Biografia comentada Ralph Borland, 04/2009
Aos vinte anos, Dan Halter saiu do Zimbábue natal para estudar na Schule für Gestaltung, em Zurique. A experiência europeia aprofundou ainda mais a fascinação do artista por seu continente de origem. Depois de se sentir como “um outsider” em território suíço, terminou sua formação em arte na África do Sul, país onde decidiu estabelecer vida e carreira.
No exílio “autoimposto” que o zimbabuano e sua família realizam – ele, na África do Sul, os pais do artista, na Europa – a relação que Halter mantém com o país de nascimento é de ininterrupta observação, reflexão e crítica, rotina que alimenta seus projetos.
“Os revolucionários que lutaram contra a velha guarda agora estão no governo. São pessoas que tiveram todos os seus direitos roubados; muitas foram presas injustamente. É compreensível que a corrupção e o crime tenham aparecido, já que estão tomando de volta o que lhes foi negado por um longo tempo”, afirma.
Mas não se entenda o exercício como uma incitação ao posicionamento político: “Não sei se me definiria como um ativista per se”, diz o artista, que não se vê como “alguém que usa seu trabalho para forçar mudanças”.
Em 2006, a Cidade do Cabo serviu de cenário para a primeira individual de Halter. Na exposição, abrigada pela galeria de arte contemporânea João Ferreira, o artista evidenciou a multiplicidade de recursos que caracteriza sua obra: o uso de uma miríade de materiais, como moedas, comprimidos, pedras ou uma mesa de bilhar, e de diversas linguagens e suportes, onde cabem vídeo, instalação, assemblage, performance, criação de objetos.
A mostra incluía Untitled (Zimbabwean Queen of Rave), vídeo selecionado para o 16º Videobrasil (2007) e que deu a Halter o Prêmio Videobrasil de Residência no Capacete. A obra surgiu de reminiscências da adolescência adicionadas a experiências posteriores. “Em 1991, eu estudava no mesmo colégio do irmão de Rozalla, quando o onipresente single dela, Everybody’s Free (to feel good), foi lançado. Foi surpreendente ter uma canção zimbabuana no topo das paradas internacionais de música”, relembra.

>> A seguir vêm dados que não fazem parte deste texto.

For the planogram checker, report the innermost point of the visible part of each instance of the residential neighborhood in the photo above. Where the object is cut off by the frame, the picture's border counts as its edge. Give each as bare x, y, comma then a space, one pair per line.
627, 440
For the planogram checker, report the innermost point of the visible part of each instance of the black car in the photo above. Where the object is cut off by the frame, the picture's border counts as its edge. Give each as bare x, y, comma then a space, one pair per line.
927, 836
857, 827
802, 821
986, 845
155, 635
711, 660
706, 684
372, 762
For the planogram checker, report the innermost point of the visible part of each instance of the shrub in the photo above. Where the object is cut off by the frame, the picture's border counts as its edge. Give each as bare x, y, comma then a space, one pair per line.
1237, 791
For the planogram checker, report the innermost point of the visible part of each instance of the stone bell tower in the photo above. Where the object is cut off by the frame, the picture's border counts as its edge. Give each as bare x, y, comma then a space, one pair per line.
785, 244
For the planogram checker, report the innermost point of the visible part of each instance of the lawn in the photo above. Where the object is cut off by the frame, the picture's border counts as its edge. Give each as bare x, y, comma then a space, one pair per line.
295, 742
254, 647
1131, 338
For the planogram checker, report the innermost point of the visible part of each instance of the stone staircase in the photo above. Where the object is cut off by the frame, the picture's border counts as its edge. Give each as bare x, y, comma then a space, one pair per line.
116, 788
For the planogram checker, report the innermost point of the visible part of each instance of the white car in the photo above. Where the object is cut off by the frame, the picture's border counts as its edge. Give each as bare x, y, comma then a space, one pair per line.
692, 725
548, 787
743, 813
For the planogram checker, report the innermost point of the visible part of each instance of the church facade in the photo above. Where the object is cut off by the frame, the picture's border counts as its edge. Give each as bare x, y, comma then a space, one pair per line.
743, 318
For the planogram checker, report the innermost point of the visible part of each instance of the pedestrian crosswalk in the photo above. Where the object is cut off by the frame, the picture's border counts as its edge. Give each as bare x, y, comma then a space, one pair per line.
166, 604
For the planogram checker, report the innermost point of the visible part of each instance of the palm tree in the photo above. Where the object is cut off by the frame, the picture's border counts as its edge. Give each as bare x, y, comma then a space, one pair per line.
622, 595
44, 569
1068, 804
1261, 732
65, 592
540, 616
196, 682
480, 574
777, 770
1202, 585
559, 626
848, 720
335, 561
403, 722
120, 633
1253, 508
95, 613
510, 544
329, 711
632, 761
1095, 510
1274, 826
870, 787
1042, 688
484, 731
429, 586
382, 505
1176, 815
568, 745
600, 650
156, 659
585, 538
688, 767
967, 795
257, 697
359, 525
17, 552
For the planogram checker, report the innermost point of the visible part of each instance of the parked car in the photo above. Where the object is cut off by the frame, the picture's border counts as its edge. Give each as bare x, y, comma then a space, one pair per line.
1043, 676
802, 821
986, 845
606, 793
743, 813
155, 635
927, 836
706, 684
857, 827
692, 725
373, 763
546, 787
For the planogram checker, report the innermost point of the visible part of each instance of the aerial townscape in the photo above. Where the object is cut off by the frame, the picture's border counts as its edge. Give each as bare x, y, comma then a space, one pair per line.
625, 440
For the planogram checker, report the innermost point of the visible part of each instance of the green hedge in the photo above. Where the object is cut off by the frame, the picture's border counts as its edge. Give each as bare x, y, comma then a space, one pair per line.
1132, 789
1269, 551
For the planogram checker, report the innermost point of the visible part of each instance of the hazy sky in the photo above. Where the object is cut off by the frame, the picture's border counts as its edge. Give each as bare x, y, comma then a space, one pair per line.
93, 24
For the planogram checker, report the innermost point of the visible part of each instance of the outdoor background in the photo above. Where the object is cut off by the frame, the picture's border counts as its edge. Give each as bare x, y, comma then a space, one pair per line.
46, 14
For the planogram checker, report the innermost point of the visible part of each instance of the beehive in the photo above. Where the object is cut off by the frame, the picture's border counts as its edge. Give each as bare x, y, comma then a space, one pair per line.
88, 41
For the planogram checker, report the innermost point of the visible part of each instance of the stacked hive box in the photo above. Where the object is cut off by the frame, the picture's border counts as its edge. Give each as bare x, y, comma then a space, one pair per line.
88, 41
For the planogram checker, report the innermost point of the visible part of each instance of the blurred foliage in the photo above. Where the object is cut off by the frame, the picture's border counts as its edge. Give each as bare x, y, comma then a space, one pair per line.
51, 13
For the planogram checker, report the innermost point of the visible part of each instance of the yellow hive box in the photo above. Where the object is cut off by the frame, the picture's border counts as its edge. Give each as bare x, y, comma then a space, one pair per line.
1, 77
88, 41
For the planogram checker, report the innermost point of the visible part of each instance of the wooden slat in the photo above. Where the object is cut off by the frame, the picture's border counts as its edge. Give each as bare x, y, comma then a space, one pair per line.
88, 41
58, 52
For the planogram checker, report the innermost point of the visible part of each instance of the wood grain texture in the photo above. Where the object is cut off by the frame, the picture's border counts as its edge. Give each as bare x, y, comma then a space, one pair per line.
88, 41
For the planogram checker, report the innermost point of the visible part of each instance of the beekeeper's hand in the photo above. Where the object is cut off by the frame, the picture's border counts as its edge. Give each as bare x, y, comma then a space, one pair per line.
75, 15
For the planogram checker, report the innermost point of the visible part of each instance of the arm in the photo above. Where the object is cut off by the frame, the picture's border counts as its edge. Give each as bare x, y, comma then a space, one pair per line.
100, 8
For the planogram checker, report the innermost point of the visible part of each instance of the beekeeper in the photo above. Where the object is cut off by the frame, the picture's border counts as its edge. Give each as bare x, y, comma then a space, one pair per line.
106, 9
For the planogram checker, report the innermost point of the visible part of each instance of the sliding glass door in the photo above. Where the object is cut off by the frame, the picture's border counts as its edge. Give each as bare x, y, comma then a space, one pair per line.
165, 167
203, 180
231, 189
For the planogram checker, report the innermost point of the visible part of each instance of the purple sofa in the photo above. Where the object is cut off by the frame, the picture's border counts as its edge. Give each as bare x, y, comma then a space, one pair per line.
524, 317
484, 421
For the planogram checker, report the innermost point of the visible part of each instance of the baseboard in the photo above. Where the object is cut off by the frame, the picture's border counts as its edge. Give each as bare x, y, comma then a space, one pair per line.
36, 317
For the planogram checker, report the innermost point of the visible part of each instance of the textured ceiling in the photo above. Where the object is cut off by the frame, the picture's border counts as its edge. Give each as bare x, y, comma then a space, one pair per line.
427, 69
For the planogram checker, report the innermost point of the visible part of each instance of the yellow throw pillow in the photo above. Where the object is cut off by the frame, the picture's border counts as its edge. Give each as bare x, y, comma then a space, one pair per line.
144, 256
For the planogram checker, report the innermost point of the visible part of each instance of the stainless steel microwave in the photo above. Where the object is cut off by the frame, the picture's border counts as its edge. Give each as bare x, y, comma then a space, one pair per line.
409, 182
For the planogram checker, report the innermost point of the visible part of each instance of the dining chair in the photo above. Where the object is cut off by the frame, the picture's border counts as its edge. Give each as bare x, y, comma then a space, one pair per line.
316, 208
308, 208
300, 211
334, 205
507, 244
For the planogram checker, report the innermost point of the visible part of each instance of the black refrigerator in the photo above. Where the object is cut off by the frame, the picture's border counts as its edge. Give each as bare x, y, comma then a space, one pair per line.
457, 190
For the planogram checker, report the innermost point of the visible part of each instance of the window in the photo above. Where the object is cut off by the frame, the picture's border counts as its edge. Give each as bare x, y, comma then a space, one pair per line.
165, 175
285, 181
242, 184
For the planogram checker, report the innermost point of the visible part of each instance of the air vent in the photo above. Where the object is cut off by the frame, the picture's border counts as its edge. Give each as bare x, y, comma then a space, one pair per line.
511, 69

Algumas das criações mais recorrentes na obra de Halter – mapas de seu país confeccionados com linhas, tiras de livros ou listas telefônicas, em tramas que envolvem expressões, aforismos e ditados populares – foram iniciadas em 2005, com I don’t know what to believe anymore.
A série cartográfica prossegue no ano seguinte. O mapa do Zimbábue passa a ser acompanhado de listas de nomes de habitantes da ex-colônia britânica e novas frases: na obra More Fire, “Many millet grains do not make porridge” [muitos grãos de milho não fazem mingau]; em My Last Resort, “When days are dark, friends are few” [quando os dias são sombrios, os amigos são poucos]. O dito “Never say never” [nunca diga nunca] está no trabalho homônimo, no qual estão costuradas notas de dinheiro zimbabuano; e “Yes Boss” [sim, chefe], aparece em obra de mesmo nome, composta por cédulas da antiga Rodésia.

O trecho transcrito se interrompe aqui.